F1 | Vettel e Schumacher, quel déjà vu che inganna

Il ritiro di Vettel in Bahrein riporta i tifosi indietro di vent’anni. “Vettel come Schumacher nel ’96” rievoca Montezemolo, ma i due episodi sono realmente paragonabili?

di Cristina Capruzzi
Tu chiamali se vuoi...déjà vuTu chiamali se vuoi…déjà vu.
Una scena che ci sembra di aver già visto ed ecco che il nostro cassetto della memoria improvvisamente si apre. È così che le immagini della fumata bianca dal retrotreno dalla Ferrari di Sebastian Vettel, durante il giro di ricognizione del GP del Bahrein, ha riportato alla mente di molti, tra cui l’ex N°1 del Cavallino Rampante Luca di Montezemolo, il ritiro di Schumacher durante il giro di formazione del GP di Francia 1996. Dai ricordi ai paragoni, il passo è stato breve, ma l’apparenza, si sa, talvolta inganna ed il déjà vu finisce così per schiudere la porta a riflessioni più profonde, che vanno oltre l’oziosa e superficiale associazione episodica. Dietro cui si celano invece, discordanze non indifferenti.

Niente è come sembra
Se la SF16-H è una macchina nata sulla linea della continuità per concretizzare quanto cominciato dalla nuova gestione nel corso del 2015, grazie anche ad una coppia di piloti ormai consolidata, la F310, al contrario, era invece la vettura della svolta.
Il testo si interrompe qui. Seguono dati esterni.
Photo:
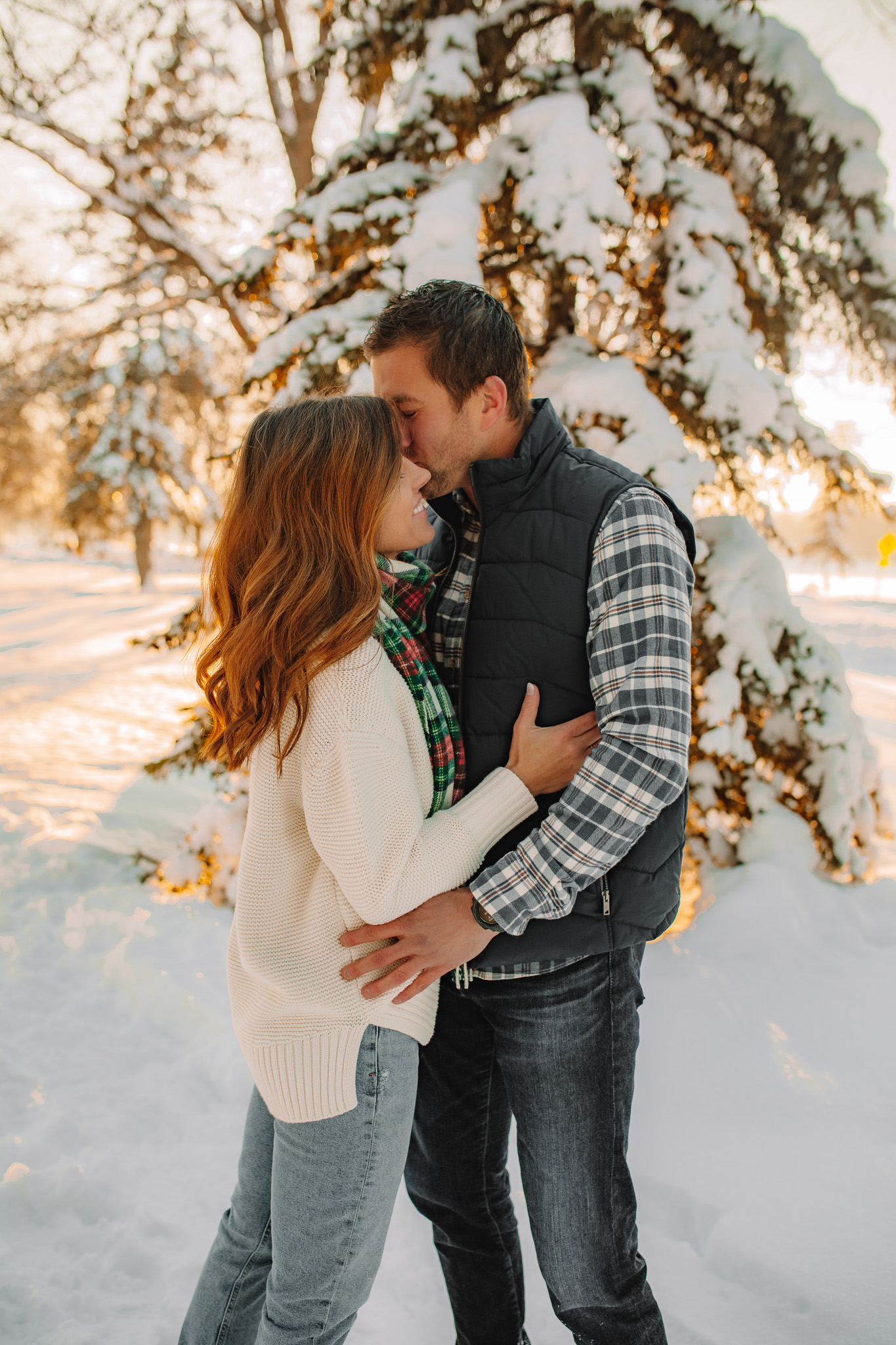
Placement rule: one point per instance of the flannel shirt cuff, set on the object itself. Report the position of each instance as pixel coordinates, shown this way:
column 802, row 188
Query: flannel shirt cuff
column 512, row 893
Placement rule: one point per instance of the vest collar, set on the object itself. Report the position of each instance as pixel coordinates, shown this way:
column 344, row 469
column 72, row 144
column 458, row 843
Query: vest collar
column 499, row 482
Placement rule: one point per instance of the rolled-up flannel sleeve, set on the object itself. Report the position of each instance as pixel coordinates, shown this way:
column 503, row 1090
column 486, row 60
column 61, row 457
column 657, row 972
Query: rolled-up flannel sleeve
column 640, row 600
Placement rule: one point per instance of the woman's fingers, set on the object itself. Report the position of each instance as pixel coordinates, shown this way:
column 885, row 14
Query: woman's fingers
column 584, row 724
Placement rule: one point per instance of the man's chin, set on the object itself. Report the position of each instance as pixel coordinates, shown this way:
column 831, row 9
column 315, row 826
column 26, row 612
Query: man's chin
column 438, row 485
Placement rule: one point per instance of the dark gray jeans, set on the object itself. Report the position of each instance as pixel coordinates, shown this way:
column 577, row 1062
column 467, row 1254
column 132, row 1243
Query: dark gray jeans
column 297, row 1252
column 558, row 1052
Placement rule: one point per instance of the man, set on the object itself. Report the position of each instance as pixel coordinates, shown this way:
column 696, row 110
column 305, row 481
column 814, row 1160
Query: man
column 566, row 569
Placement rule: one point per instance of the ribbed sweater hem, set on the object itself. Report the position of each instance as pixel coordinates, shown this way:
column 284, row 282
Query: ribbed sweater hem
column 308, row 1079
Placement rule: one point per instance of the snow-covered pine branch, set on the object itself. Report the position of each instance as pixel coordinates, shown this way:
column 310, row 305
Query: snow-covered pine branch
column 668, row 197
column 136, row 433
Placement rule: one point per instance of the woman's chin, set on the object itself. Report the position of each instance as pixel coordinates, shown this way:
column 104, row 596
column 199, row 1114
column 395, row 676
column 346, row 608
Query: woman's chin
column 422, row 533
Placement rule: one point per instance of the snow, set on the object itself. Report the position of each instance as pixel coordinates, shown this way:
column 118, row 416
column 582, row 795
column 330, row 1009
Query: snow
column 330, row 332
column 781, row 55
column 763, row 1111
column 582, row 386
column 444, row 238
column 565, row 174
column 378, row 194
column 785, row 663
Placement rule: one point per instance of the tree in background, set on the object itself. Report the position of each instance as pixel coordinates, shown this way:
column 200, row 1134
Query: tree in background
column 667, row 197
column 140, row 109
column 135, row 432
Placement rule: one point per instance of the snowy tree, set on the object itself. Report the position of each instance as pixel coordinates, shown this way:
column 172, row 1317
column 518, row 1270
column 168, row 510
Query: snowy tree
column 136, row 428
column 147, row 110
column 667, row 197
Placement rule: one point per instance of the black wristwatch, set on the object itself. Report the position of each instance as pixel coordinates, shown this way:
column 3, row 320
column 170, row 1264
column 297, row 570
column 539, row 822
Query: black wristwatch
column 482, row 917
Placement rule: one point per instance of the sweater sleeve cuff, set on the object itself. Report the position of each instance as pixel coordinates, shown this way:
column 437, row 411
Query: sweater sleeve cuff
column 495, row 807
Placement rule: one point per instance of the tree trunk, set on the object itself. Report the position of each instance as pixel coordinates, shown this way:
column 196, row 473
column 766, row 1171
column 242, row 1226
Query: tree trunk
column 142, row 548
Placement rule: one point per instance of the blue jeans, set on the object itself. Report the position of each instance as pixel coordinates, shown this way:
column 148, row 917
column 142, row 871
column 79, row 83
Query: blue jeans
column 299, row 1248
column 558, row 1052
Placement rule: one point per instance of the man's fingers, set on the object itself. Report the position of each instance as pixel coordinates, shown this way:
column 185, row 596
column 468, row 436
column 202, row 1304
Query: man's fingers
column 370, row 934
column 393, row 981
column 372, row 962
column 425, row 979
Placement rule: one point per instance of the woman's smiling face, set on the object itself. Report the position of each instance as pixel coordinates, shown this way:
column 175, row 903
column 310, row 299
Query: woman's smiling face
column 405, row 523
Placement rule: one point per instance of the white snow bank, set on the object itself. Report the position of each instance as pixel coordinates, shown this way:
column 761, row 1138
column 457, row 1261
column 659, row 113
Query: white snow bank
column 763, row 1119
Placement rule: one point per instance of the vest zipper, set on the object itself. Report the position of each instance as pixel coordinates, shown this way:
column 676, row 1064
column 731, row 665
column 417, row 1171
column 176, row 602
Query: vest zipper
column 467, row 615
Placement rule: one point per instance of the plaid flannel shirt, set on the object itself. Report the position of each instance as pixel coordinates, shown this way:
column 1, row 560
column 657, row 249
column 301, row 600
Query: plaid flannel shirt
column 639, row 639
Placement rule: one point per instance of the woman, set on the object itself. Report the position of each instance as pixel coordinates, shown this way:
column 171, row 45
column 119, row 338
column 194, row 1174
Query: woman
column 319, row 678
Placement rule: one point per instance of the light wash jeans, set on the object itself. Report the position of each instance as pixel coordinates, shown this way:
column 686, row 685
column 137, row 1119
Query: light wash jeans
column 299, row 1248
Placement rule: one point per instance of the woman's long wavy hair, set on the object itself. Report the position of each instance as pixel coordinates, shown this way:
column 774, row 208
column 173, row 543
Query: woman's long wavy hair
column 291, row 576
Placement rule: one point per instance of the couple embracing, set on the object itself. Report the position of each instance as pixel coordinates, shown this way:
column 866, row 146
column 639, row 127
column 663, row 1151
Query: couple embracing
column 442, row 904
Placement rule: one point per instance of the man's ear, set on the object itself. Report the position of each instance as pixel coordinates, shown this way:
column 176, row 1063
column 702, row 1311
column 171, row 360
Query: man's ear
column 494, row 401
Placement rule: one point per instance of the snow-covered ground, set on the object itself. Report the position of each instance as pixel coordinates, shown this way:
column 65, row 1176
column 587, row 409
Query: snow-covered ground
column 763, row 1133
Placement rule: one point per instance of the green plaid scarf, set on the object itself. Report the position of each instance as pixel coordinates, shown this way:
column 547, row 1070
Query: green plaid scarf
column 403, row 638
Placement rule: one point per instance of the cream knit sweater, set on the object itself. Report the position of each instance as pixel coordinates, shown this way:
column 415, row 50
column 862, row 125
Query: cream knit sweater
column 340, row 839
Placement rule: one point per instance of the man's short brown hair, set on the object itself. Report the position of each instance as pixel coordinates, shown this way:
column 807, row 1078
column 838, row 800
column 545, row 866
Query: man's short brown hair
column 465, row 334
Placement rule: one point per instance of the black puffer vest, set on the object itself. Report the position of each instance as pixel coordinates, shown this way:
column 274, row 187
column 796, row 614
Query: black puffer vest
column 527, row 622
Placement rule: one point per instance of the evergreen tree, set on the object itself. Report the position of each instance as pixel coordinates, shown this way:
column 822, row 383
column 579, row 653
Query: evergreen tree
column 667, row 197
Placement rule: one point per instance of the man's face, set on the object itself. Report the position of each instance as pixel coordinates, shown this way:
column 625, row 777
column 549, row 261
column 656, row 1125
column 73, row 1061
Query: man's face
column 437, row 436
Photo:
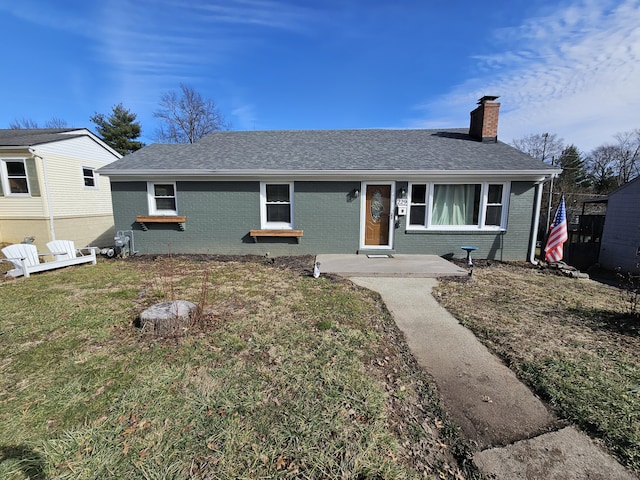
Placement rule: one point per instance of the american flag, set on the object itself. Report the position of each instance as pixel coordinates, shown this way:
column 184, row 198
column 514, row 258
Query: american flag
column 557, row 236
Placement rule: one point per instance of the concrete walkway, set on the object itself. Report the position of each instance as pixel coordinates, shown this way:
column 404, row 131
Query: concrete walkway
column 517, row 437
column 427, row 266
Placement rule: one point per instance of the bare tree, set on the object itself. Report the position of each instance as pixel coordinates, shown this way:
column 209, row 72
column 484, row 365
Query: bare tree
column 27, row 123
column 600, row 165
column 187, row 117
column 628, row 155
column 543, row 146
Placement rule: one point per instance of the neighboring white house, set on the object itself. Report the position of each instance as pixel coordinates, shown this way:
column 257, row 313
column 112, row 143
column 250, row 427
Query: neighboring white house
column 49, row 187
column 620, row 247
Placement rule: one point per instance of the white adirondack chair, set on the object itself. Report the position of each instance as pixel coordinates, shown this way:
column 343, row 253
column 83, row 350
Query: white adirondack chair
column 23, row 257
column 66, row 250
column 26, row 260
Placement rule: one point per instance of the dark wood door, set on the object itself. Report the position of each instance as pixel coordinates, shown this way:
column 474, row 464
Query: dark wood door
column 378, row 203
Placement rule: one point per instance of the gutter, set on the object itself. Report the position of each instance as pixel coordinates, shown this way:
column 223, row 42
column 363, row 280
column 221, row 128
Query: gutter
column 48, row 196
column 536, row 221
column 147, row 173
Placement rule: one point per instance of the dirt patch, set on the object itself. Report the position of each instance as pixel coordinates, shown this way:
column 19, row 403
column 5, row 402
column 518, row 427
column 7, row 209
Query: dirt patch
column 573, row 341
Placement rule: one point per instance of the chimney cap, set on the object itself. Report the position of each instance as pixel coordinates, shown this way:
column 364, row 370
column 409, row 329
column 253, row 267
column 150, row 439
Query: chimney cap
column 487, row 98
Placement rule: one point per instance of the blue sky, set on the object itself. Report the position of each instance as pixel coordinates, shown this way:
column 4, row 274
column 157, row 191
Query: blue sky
column 569, row 67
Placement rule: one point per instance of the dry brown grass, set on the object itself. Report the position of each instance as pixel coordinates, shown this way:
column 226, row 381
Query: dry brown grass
column 571, row 340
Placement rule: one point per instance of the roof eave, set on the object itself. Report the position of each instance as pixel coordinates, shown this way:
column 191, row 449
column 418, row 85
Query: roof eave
column 131, row 175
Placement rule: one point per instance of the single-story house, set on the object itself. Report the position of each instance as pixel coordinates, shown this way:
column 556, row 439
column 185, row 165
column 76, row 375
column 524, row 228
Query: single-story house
column 50, row 188
column 620, row 245
column 334, row 191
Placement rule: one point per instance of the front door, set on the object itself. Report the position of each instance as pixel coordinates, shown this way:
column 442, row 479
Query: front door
column 377, row 216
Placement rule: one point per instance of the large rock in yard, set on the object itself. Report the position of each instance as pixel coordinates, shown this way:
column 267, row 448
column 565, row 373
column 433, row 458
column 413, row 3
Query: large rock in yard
column 167, row 318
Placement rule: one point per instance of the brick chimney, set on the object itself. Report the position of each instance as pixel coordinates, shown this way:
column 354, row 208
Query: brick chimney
column 484, row 120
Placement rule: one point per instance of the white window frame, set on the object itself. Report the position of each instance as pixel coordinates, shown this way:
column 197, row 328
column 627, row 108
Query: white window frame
column 482, row 214
column 264, row 224
column 4, row 177
column 151, row 196
column 94, row 177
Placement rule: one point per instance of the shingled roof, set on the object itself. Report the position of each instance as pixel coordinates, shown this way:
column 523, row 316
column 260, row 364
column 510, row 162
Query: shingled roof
column 322, row 151
column 36, row 136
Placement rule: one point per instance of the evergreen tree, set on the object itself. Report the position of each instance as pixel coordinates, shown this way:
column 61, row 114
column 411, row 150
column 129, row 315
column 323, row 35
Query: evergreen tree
column 574, row 177
column 119, row 130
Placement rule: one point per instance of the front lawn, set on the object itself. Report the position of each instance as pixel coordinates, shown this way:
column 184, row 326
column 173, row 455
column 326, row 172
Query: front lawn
column 283, row 376
column 571, row 340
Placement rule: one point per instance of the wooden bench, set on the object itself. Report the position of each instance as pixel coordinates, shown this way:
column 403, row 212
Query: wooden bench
column 143, row 220
column 275, row 233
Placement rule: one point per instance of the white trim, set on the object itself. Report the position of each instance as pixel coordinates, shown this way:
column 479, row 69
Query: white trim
column 363, row 215
column 479, row 227
column 264, row 224
column 151, row 198
column 4, row 177
column 319, row 175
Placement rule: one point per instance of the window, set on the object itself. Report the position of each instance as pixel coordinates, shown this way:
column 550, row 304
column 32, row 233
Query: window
column 457, row 206
column 89, row 176
column 276, row 205
column 162, row 198
column 14, row 177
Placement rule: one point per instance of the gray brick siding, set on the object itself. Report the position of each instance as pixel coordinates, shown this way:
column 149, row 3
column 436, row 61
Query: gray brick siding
column 220, row 215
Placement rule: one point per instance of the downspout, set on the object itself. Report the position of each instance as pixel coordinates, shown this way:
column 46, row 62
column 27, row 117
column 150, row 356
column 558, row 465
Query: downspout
column 536, row 221
column 48, row 196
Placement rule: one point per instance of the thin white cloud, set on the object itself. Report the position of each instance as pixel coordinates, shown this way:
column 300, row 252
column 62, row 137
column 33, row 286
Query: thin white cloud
column 574, row 72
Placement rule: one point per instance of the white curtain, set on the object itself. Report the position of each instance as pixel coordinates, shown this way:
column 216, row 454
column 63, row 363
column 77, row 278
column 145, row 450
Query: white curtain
column 453, row 205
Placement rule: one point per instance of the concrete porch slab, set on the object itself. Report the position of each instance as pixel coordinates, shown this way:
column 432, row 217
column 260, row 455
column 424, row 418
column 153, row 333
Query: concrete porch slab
column 425, row 266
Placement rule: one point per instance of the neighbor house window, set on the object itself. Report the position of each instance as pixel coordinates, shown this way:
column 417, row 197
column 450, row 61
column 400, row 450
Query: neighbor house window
column 89, row 176
column 14, row 177
column 162, row 198
column 457, row 206
column 276, row 205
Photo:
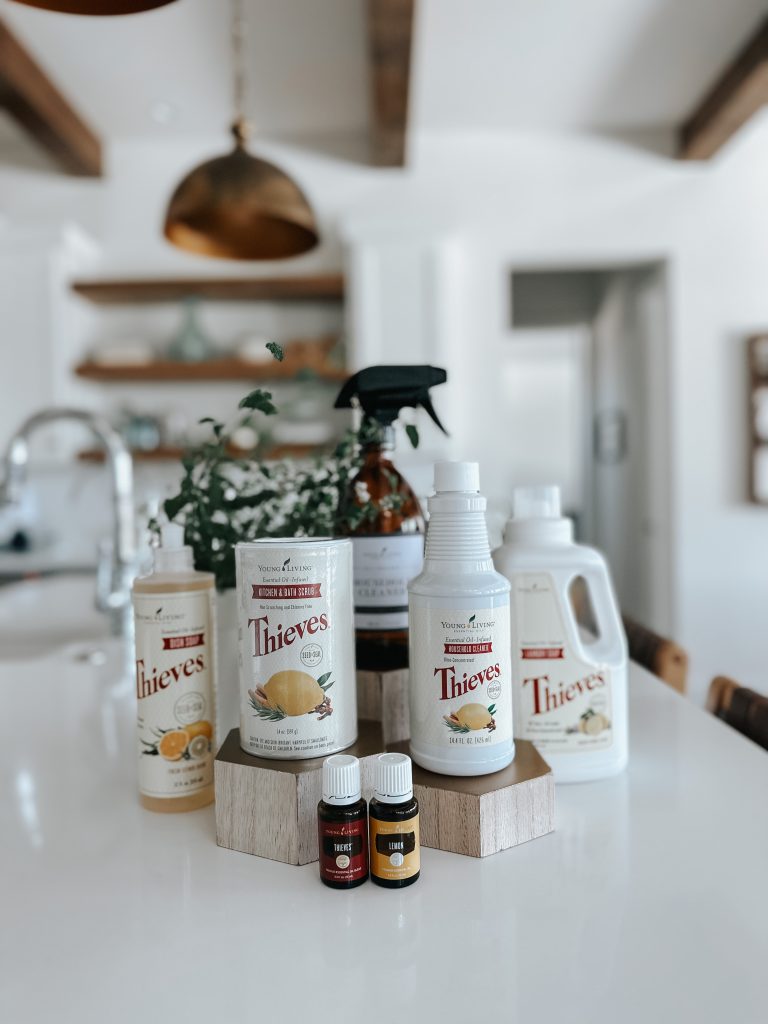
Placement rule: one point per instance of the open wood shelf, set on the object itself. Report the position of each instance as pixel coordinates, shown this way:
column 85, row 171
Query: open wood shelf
column 224, row 369
column 316, row 288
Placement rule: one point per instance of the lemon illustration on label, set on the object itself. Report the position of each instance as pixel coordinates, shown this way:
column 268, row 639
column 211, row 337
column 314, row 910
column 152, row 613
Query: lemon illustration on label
column 470, row 717
column 290, row 693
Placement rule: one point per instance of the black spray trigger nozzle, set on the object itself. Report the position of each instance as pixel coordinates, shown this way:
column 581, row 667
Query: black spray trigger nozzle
column 383, row 391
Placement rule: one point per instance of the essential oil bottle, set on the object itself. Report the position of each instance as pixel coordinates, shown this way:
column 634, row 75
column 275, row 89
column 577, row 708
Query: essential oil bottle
column 394, row 823
column 342, row 824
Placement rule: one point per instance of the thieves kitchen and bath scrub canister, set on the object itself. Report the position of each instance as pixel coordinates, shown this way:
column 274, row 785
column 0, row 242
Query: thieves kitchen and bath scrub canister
column 461, row 672
column 342, row 824
column 173, row 609
column 298, row 696
column 394, row 823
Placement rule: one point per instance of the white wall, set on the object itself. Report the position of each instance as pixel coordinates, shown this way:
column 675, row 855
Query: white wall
column 476, row 207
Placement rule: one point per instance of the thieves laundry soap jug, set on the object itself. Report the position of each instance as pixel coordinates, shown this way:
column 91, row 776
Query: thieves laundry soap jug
column 461, row 685
column 569, row 686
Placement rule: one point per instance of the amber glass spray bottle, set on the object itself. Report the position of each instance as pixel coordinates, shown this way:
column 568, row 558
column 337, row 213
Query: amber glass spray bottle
column 385, row 521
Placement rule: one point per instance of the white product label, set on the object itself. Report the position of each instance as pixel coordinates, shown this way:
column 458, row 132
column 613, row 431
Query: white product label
column 174, row 690
column 298, row 695
column 562, row 702
column 461, row 689
column 384, row 565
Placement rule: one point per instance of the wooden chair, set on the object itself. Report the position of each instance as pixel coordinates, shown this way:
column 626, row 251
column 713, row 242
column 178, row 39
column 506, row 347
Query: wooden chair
column 740, row 708
column 662, row 656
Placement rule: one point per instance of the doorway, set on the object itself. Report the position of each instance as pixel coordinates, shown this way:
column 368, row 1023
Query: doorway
column 589, row 348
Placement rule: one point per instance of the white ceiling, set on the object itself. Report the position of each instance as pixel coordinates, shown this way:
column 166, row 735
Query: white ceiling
column 496, row 65
column 306, row 65
column 573, row 64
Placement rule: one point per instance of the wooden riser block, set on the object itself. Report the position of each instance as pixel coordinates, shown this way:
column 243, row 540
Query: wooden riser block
column 269, row 808
column 382, row 696
column 483, row 814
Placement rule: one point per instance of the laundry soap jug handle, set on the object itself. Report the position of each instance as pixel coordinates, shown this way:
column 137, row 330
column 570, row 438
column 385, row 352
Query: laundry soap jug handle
column 610, row 643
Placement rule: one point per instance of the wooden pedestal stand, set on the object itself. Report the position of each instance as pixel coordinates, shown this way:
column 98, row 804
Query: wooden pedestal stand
column 382, row 696
column 483, row 814
column 268, row 808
Nuova line-up (Schumacher e Irvine al posto di Alesi e Berger), nuova aerodinamica, nuovo cambio e soprattutto nuovo motore (fu la prima Ferrari spinta da un motore V10) che rendevano legittimo dunque ogni dubbio sull’effettiva competitività dell’intero pacchetto. Se l’inizio di stagione immediatamente in salita quell’anno era quindi un timore più che lecito tra le fila degli uomini del Cavallino, psicologicamente già preparati a fare i conti con faticose rincorse, per la Ferrari di oggi, l’ansia da recupero, dentro una stagione in cui è vietato sbagliare, rischia di tramutarsi in un pesante fardello di cui doversi disfare al più presto.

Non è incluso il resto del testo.